L'art de vivre
Le ciel et la mer ont imposé une philosophie dans la perception du beau et du plaisir. Des choses peu nombreuses suffisent, à condition qu’elles soient de qualité. Par leur frugalité, par leur aptitude à capter le moment heureux, les habitants de la Méditerranée sont toujours adeptes d’Epicure. Avec Aristote, ils s’accordent sur la nécessité d’équilibrer les éléments.
L’habitat andalou, maghrébin et oriental, s’organise sur une cour intérieure qui protège l’intimité de la famille. En cela, il garde des liens avec l’Antiquité.
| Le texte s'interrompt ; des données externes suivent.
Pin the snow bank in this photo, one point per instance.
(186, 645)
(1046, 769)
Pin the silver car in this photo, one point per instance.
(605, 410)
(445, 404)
En Grèce, en Italie du Sud, dans les Balkans, des petites maisons cubiques, à deux niveaux, où la partie « noble» est à l’étage supérieur, se succèdent dans d’étroites ruelles.
La cuisine - celle du Maghreb en particulier - utilise des aliments simples, mais savoureux, dont ont conserve
les caractéristiques. Les épices et les condiments, comme l’huile d’olive et l’huile d’arganier, la coriandre, le
cumin, le curcuma, établissent l’équilibre par leurs propriétés « froides » ou « chaudes ». Ziryab, un musicien
de Bagdad, passe pour avoir fixé l’ordonnance des mets en Andalousie. Son art gagnera le Maroc.
Chez les musulmans, l’abstinence sexuelle ne peut se concevoir que dans le cadre d’une prescription religieuse (le mois de Ramadan). Le plaisir charnel fait partie de l’équilibre du corps. Toutefois, il ne doit pas être objet de scandale et rester dans le domaine privé.
Sur cette philosophie naturelle, héritée de l’Antiquité, se greffent des éléments orientaux apportés par les
Arabes. En Andalousie, au Maghreb au Proche-Orient, un festin doit s’accompagner de musique et de danse.
Dans les riches demeures, le jardin intérieur remplace la cour. A ceux qui sont loin de la mer, une pièce d’eau
centrale, où s’entrecroisent les canaux, offre l’image du Paradis.